AUTHOR'S NOTE:

Hey this is Zammie88 here, and I gotta say everytime I hear this song I think of something that might happen between Cammie and Zach, but we all know he would never. R&R. OH & IF YOU ARE READING MY STORY IF YOU COULD MESSAGE ME OR REVIEW ANY IDEAS OF WHERE I COULD GO THAT WOULD BE GREAT. I'm kinda having writers block :P thanks for reading. Enjoy!

~Zammie88


Tonight (we are young) By: Fun ft. Janelle Monet

Zach's POV

"Give me a second, I need to get my story straight. My friends are in the bathroom getting higher than the empire state."

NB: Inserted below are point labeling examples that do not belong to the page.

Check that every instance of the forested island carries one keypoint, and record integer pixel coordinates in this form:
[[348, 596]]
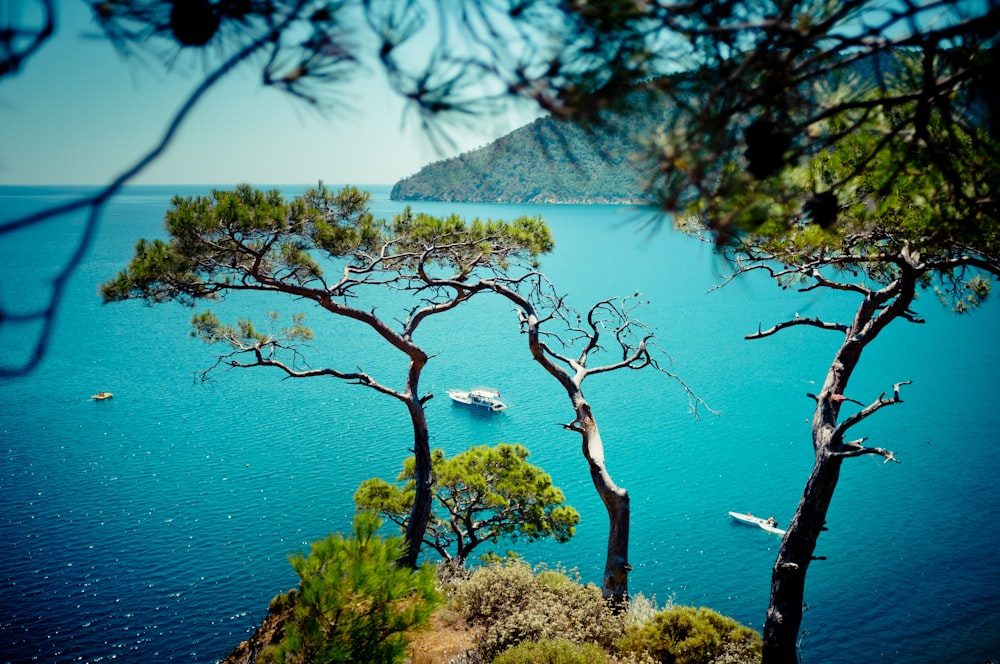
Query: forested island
[[547, 161]]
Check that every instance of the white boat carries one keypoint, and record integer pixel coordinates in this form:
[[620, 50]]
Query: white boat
[[485, 398], [769, 524]]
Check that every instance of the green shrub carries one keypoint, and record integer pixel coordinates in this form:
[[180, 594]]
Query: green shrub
[[512, 605], [553, 651], [685, 635], [354, 604]]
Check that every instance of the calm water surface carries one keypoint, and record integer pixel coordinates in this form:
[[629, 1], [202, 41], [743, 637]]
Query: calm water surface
[[155, 526]]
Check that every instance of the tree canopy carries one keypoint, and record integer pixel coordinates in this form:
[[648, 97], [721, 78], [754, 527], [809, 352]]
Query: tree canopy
[[329, 250], [353, 602], [484, 494]]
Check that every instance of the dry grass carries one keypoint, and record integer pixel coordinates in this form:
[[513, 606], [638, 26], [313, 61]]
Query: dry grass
[[445, 637]]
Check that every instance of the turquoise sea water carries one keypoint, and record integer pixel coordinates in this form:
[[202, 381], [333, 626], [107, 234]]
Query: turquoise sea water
[[155, 526]]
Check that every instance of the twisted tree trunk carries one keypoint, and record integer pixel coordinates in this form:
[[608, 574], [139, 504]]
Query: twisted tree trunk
[[616, 501], [420, 513], [788, 577]]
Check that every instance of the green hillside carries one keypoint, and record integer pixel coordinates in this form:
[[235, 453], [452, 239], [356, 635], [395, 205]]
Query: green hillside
[[547, 161]]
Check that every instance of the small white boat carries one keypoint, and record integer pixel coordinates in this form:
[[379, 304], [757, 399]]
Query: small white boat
[[769, 524], [485, 398]]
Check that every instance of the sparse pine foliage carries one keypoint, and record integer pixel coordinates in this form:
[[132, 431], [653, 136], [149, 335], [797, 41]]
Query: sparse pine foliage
[[354, 603], [484, 494]]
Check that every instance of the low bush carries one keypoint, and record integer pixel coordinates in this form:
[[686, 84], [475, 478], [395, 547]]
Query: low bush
[[511, 604], [686, 635], [553, 651]]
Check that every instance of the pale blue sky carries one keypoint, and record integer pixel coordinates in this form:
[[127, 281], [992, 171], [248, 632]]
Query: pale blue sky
[[78, 113]]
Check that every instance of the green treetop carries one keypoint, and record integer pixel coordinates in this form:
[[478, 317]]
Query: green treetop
[[484, 494]]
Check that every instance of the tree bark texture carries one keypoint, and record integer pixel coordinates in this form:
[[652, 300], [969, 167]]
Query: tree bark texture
[[420, 513], [616, 500], [788, 577]]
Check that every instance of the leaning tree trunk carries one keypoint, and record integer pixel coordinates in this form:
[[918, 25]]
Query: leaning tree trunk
[[616, 501], [788, 577], [420, 513]]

Grant, Bex, Macey, and Nick were all beating up random douchebags in their respective bathrooms, the people really were douches. While they were doing this they left me alone, staring at Cameron Ann Morgan.

"My lover she is waiting for me just across the bar, my seats been taking by some sunglasses, asking 'bout a scar, and I know I gave it to you months ago."

She's the love of my life, she was on the other side or the bar, while some poor, pathetic, loser, hit on her asking her about a scar going down the length on the outside of her right arm. I know that that's from me. I was hypnotized (A/N: kinda like Cammie in the end of OSOT) into believing she was the enemy, so I took a knife, stabbed her, and dragged the knife down the length of her arm, all before Bex or Grant could pull me away, and knock me out. This happened only months ago, but it still felt like just yesterday, and it also felt like forever ago.

"I know you're trying to forget, but between the drinks and subtle things, the holes in my apologies, you know I'm trying hard to take it back."

I know she tries so hard to forget about it, but I know with how she acts she just can't forget. I am a spy after all; I should know what her actions mean. I keep trying to apologize, but I know thy all are incomplete and have holes in them. I know my apologies will never be enough. I will not die, or let her die, without her forgiving me.

"So if by the time the bar closes, I'll carry you home tonight."

But, she knows that if she needs a shoulder to cry on, a person to lean on when the terrain isn't good, I'll be there for her, she knows that. She knows that I love her. Always, always. I will always be there to carry her home, whether it be twenty years form now, or…. Tonight.